This work investigates whether relaxed locally decodable codes (RLDCs) with small soundness error can be transformed into standard locally decodable codes (LDCs), moving beyond prior reliance on linear codes. It establishes, for the first time in the general (non-linear) setting, that any non-adaptive, low-query-complexity q-query RLDC can be converted into a q-query LDC with comparable parameters. The transformation framework is further extended to relaxed locally correctable codes (RLCCs) and probabilistically checkable proofs of proximity (PCPPs), yielding stronger complexity lower bounds for these models. These results significantly advance the understanding of the fundamental limits of local decoding and correction capabilities.

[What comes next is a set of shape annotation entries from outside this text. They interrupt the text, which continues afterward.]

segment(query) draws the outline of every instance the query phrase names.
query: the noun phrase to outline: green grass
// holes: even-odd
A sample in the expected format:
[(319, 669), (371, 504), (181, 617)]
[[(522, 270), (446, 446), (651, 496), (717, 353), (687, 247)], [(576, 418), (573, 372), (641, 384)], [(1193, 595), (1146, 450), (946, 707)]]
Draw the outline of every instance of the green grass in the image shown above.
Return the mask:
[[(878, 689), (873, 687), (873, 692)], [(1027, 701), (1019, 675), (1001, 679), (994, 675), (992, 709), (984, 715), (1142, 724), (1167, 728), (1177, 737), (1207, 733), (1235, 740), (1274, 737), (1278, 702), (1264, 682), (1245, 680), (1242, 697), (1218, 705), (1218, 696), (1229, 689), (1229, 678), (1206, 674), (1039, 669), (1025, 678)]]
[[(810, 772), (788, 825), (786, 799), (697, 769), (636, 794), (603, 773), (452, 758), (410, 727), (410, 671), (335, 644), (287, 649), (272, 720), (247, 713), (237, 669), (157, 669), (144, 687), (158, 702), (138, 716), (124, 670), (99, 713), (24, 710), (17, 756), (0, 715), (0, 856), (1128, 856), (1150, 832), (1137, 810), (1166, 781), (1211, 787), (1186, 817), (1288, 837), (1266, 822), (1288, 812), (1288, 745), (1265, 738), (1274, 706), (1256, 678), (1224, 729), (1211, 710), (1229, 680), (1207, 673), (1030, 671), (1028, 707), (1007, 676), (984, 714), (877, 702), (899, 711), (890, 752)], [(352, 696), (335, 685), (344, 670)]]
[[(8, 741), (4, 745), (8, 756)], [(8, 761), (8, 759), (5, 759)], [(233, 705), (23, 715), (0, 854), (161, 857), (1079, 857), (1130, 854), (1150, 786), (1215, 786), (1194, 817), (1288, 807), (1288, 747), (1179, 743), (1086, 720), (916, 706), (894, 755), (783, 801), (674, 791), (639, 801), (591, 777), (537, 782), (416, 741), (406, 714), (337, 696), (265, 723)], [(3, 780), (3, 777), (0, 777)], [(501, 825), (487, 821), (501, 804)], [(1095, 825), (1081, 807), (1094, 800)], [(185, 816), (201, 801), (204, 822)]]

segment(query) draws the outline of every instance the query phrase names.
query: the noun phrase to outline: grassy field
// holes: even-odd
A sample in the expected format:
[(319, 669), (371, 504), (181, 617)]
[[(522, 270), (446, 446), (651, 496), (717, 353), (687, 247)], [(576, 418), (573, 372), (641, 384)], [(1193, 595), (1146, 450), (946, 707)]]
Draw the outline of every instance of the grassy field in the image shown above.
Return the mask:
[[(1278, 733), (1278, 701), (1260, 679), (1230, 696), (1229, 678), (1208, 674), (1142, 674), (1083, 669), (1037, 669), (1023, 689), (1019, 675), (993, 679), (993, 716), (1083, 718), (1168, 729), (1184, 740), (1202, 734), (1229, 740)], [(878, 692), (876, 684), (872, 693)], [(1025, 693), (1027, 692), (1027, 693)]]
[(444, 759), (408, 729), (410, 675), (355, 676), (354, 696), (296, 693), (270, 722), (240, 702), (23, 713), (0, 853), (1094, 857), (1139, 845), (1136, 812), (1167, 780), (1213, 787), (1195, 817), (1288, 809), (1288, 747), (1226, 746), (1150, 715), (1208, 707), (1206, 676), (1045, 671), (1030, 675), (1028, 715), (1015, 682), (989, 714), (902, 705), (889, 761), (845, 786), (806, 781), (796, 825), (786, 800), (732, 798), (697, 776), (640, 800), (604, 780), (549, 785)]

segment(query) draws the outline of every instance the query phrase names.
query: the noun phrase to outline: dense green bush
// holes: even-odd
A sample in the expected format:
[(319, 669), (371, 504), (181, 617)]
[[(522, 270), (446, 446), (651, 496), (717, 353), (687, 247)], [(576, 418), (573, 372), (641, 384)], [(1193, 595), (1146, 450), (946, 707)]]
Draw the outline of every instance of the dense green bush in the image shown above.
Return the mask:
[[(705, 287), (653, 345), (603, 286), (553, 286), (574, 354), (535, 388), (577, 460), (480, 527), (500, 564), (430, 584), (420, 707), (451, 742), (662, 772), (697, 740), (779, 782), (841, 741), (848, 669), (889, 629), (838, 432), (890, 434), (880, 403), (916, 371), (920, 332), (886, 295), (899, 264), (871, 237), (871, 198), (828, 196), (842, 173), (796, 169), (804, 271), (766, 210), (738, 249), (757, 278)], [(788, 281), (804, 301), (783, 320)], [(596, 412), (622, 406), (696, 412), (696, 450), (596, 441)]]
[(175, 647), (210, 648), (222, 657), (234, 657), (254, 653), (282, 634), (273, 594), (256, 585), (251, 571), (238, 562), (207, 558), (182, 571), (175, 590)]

Locally decodable codes (LDCs) are error correction codes that allow recovery of any single message symbol by probing only a small number of positions from the (possibly corrupted) codeword. Relaxed locally decodable codes (RLDCs) further allow the decoder to output a special failure symbol $\bot$ on a corrupted codeword. While known constructions of RLDCs achieve much better parameters than standard LDCs, it is intriguing to understand the relationship between LDCs and RLDCs. Separation results (i.e., the existence of $q$-query RLDCs that are not $q$-query LDCs) are known for $q=3$ (Gur, Minzer, Weissenberg, and Zheng, arXiv:2512.12960, 2025) and $q \geq 15$ (Grigorescu, Kumar, Manohar, and Mon, arXiv:2511.02633, 2025), while any $2$-query RLDC also gives a $2$-query LDC (Block, Blocki, Cheng, Grigorescu, Li, Zheng, and Zhu, CCC 2023). In this work, we generalize and strengthen the main result in Grigorescu, Kumar, Manohar, and Mon (arXiv:2511.02633, 2025), by removing the requirement of linear codes. Specifically, we show that any $q$-query RLDC with soundness error below some threshold $s(q)$ also yields a $q$-query LDC with comparable parameters. This holds even if the RLDC has imperfect completeness but with a non-adaptive decoder. Our results also extend to the setting of locally correctable codes (LCCs) and relaxed locally correctable codes (RLCCs). Using our results, we further derive improved lower bounds for arbitrary RLDCs and RLCCs, as well as probabilistically checkable proofs of proximity (PCPPs).